Transparent Concrete Walls | Telovation.com


----------



## mudmixer (Feb 8, 2010)

Looks cute.

Leave it to the high tech Europeans to develop something new. A little competition for the glass block, but little market potential in U.S. style home construction.

It has to be too pricey for the U.S.

Dick


----------



## Nestor_Kelebay (Feb 8, 2010)

That's how progress is made, tho.  I can't think of much use for concrete blocks with fiberoptic fibers embedded in them either.  But, that same principle might have application somewhere else.  It's the same with everything.

The BASF company makes Basotect foam.  That foam was originally used in aeroplane seat cushions because it wasn't flammable.  It wasn't until someone tried to use the stuff to clean a mark off a wall that they discovered the Magic Eraser.

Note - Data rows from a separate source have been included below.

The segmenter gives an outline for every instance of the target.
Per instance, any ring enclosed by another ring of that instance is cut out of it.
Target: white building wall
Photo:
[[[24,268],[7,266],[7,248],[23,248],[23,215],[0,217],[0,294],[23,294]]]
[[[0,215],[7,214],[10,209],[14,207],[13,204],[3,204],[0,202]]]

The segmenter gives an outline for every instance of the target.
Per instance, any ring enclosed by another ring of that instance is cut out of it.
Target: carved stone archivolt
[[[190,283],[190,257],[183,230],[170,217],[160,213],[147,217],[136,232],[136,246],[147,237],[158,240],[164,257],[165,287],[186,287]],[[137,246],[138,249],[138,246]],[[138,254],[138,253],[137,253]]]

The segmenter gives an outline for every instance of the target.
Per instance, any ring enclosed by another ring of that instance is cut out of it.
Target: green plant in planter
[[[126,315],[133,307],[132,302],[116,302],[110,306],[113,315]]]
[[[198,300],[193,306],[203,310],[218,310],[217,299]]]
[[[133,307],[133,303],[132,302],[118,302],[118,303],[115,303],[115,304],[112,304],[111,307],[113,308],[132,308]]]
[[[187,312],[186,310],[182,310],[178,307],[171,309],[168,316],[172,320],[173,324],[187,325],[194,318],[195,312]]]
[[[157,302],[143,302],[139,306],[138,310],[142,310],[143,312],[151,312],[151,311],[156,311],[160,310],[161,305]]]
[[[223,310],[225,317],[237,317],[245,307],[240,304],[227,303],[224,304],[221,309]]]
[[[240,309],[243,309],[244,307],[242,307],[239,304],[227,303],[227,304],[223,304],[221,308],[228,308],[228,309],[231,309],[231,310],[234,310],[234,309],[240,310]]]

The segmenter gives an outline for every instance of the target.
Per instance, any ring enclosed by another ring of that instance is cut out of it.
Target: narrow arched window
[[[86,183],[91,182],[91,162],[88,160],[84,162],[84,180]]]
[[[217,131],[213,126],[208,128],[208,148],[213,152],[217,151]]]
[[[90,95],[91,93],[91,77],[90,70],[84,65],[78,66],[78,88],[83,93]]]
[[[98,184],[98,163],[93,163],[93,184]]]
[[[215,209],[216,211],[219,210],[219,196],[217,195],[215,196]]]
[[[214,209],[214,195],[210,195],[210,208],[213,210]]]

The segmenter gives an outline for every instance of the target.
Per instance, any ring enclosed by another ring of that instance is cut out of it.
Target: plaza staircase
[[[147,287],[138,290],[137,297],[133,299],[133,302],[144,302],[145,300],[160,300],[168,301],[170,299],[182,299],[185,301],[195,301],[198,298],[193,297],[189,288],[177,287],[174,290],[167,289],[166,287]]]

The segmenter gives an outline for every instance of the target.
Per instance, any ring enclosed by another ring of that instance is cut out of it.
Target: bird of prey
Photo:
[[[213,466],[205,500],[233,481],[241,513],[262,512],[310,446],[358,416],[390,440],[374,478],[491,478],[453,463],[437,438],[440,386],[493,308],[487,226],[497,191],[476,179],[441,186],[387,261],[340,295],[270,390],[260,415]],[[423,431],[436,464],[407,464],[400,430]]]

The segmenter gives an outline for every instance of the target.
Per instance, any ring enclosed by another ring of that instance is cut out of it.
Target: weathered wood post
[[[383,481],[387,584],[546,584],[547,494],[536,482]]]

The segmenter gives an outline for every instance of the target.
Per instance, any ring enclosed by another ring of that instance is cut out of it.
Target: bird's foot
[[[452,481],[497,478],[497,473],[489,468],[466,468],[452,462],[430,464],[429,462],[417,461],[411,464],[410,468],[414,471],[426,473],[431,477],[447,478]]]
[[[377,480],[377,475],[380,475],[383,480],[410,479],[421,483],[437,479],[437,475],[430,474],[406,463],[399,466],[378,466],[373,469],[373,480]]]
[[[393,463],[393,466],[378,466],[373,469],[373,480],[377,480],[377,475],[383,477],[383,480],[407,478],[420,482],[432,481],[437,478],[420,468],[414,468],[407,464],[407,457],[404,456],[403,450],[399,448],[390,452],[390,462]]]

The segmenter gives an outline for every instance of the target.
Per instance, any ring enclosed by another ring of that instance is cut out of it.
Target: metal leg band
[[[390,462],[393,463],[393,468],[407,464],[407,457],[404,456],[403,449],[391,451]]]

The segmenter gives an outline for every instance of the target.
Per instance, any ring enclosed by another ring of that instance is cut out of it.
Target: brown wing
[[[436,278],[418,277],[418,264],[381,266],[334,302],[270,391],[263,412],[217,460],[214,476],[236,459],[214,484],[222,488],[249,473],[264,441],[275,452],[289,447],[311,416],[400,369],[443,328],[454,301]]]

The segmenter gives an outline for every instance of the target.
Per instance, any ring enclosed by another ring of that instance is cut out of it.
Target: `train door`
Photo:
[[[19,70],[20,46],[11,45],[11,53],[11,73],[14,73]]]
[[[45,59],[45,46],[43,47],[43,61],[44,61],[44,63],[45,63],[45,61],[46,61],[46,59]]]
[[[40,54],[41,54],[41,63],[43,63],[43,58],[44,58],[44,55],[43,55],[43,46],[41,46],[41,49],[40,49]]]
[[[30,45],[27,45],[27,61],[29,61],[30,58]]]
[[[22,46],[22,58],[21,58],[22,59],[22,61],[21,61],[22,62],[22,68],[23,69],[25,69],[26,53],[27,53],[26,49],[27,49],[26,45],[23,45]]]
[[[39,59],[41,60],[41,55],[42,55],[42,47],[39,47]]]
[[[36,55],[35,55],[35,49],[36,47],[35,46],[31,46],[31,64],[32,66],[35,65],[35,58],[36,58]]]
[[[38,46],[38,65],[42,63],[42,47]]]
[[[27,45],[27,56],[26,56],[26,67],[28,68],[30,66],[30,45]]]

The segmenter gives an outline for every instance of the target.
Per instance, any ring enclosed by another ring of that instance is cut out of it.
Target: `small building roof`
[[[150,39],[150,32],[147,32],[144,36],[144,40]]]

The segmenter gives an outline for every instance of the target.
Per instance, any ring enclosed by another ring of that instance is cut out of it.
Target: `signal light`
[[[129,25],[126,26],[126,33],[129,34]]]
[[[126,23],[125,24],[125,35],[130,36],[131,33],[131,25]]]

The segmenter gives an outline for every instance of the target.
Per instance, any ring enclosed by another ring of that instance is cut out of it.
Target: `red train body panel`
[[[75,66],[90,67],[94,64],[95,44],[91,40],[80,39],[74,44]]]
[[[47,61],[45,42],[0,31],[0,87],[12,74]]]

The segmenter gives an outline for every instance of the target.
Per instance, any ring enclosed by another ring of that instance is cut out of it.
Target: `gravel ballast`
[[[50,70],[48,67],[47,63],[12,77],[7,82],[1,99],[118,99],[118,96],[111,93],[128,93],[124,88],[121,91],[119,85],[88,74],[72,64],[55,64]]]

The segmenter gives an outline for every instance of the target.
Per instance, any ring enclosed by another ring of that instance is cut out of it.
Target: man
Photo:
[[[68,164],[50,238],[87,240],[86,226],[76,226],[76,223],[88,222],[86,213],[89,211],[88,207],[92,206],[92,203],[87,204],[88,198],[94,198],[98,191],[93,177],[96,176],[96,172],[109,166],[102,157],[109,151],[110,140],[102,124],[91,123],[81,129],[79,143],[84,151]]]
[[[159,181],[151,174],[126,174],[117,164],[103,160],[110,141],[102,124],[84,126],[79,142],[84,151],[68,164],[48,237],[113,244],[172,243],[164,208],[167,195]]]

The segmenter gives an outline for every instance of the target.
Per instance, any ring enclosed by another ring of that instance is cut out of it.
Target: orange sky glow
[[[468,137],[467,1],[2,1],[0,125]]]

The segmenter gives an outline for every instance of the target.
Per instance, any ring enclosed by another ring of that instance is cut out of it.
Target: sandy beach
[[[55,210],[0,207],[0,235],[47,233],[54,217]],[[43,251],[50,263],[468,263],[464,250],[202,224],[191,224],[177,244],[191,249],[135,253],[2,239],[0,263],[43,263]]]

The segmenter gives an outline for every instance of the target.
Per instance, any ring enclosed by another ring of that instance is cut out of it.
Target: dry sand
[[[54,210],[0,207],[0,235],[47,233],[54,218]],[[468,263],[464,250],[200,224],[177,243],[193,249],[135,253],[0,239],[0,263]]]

Product literature - Basotect (MF)

Maybe those concrete blocks with the hard glass fibers embedded in them are the ideal thing for cutting through rock (as when making a tunnel through a mountain).


----------



## FlowerBear (Feb 8, 2010)

Looks kinda weird. Have to see it in person.


----------



## TxBuilder (Feb 9, 2010)

If we can run fiber optic through concrete the possibilities are endless.


----------



## DeckPro (Feb 10, 2010)

I dont think you would see much really, I mean she is hugging the wall just to see an outline shaddow. step back 6' then what. LOL I have never hugged a brick wall before.


----------



## TxBuilder (Feb 10, 2010)

I have hugged a brick wall and it's not nearly as cool as that.


----------